DBS, Prof. Khalid Sher said has some problems like infection, high cost, it is a scary procedure, size of the implant and it also needs frequent change of battery. With Transcranial magnetic stimulation there is 40% reduction in seizures. Vagus Nerve Stimulation also offers many advantages. FDA has approved Deep Brain Stimulation for essential tremors and Parkinson’s disease. In early Parkinson’s disease it is used very effectively. He however, made it clear that these patients will never be off medication, the dose of drug may be decreased. It is important to educate the patient while family support was also vital. He was of the view that we need specialized centers for DBS to ensure that follow up facilities are available. In partial tremor control, there is tremendous improvement in quality of life. However, DBS does not help in Gait balance, cognitive problems and depression. Hence, it is important that the patients have realistic expectations from this treatment modality. Quality of life does improve as compared to best medical therapy. FDA had approved DBS for essential tremors in 1997. He also discussed the targets for tremor control. In Dystonia, the device can be used if the patient has medially resistant symptoms. Younger patients may have better outcome. It may also improve pain in cervical dystonia. Effects of stimulation are not seen immediately but it takes some time. DBS also does not cure dystonia. Symptoms might progress despite therapy and it may not improve speech and swallowing. He laid emphasis on accurate surgical DBS placement and optimal DBS programming. One has to manage the side effects and ensure education and support of the patient. In the days to come DBS will be used increasingly for functional movement disorders and there will be trend towards earlier intervention.

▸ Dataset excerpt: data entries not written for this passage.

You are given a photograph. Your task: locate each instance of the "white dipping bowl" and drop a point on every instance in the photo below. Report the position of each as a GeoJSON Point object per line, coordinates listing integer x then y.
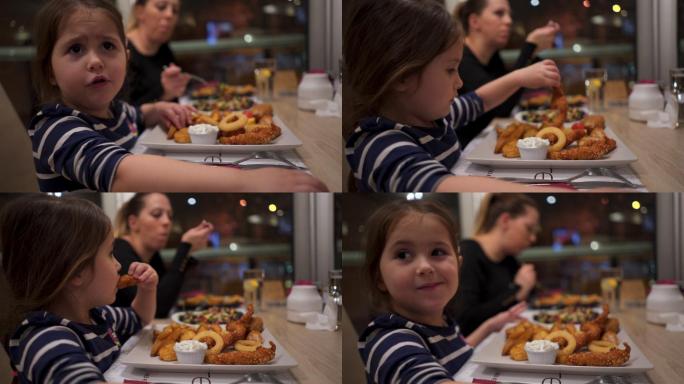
{"type": "Point", "coordinates": [535, 356]}
{"type": "Point", "coordinates": [537, 151]}
{"type": "Point", "coordinates": [203, 133]}
{"type": "Point", "coordinates": [190, 351]}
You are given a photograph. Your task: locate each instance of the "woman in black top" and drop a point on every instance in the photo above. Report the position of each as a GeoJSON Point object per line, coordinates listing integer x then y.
{"type": "Point", "coordinates": [487, 24]}
{"type": "Point", "coordinates": [152, 23]}
{"type": "Point", "coordinates": [143, 226]}
{"type": "Point", "coordinates": [491, 279]}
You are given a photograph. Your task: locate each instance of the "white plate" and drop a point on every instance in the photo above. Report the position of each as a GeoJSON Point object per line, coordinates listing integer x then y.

This was followed by a 3D presentation on Neuro Anatomy by Prof. Rashid Jooma. With the help of numerous slides he discussed in detail the language pathways, visual pathway, commissural pathways, projection pathways, cortical mantle, DTI tractography and optic radiation.

This was followed by a few case presentations by various speakers. Dr. Abid Saleem from NCCI discussed Tenaunay syndrome and its effective treatment with Gamma Knife Radio surgery. So far only five cases of KTS have been reported in medical literature and this was the first case reported from Pakistan, he remarked. Prof. Shams Raza gave details of the forthcoming annual neurosurgical conference being organized at Nawabshah besides presenting a case of a patient who reported with pain in left leg. On investigation, tumor was found which was effectively excised. Dr. Sanaullah described the Axe injuries, their management and opined that since it was a dangerous weapon its easy availability should be controlled. Dr. Zaheer Shibli also presented an interesting case of a twelve years old patient who came with severe headache and loss of vision and was managed effectively.